Прощаюсь с Сергеем Владимировичем и Настасьей Ивановной. Леля нездорова и из своей комнаты не вышла.
Проезжаем мимо парка, мимо дома с колоннами.
Прижавшись к колонне стоит Леля и с ней Яшма.
Прощай, дом, старый дом с колоннами, в котором на меня взглянула любовь!
ПОЕЗДКА ЗА БЕЛЫМ МЕДВЕДЕМ
Давно-давно это было, в начале девятисотого года.

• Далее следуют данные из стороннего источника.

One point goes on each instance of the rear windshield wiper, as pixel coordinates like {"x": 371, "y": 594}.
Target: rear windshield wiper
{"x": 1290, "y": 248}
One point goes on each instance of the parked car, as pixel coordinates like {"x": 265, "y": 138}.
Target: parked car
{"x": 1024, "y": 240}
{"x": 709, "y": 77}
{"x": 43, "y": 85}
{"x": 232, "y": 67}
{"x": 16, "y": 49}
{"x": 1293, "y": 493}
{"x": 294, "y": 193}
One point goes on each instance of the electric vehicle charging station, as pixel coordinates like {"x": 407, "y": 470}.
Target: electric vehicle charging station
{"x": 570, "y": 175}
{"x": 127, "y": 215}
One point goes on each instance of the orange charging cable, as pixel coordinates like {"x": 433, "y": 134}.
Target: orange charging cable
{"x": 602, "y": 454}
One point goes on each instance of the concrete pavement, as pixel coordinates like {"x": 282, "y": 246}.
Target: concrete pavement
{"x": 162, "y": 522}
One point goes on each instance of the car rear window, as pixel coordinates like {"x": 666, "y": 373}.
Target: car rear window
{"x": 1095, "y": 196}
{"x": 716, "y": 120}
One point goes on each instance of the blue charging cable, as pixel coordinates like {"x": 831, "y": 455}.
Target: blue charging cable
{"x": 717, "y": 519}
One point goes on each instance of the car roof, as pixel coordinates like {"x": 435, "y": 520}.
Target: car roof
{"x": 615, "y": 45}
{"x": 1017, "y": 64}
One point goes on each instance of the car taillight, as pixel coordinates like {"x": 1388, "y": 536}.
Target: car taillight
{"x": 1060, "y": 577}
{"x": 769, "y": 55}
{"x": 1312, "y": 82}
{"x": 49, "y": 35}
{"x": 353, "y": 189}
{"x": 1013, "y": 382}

Директор зоосада говорит мне:
— Хотите поехать в Архангельск за белым медведем?
— Конечно хочу.
Едем с товарищем-художником и со служителем сада. Дорога только что построена, еще совсем не укреплена, и поезд тащится по каким-то гатям, среди затопленных лесов, тащится еле-еле. Глушь и дичь невероятная, говорят, что частенько медведи переходят рельсы и бывали случаи, когда мишка сидел на пути, не хотел давать дорогу и приходилось останавливать паровоз. Он тут хозяин.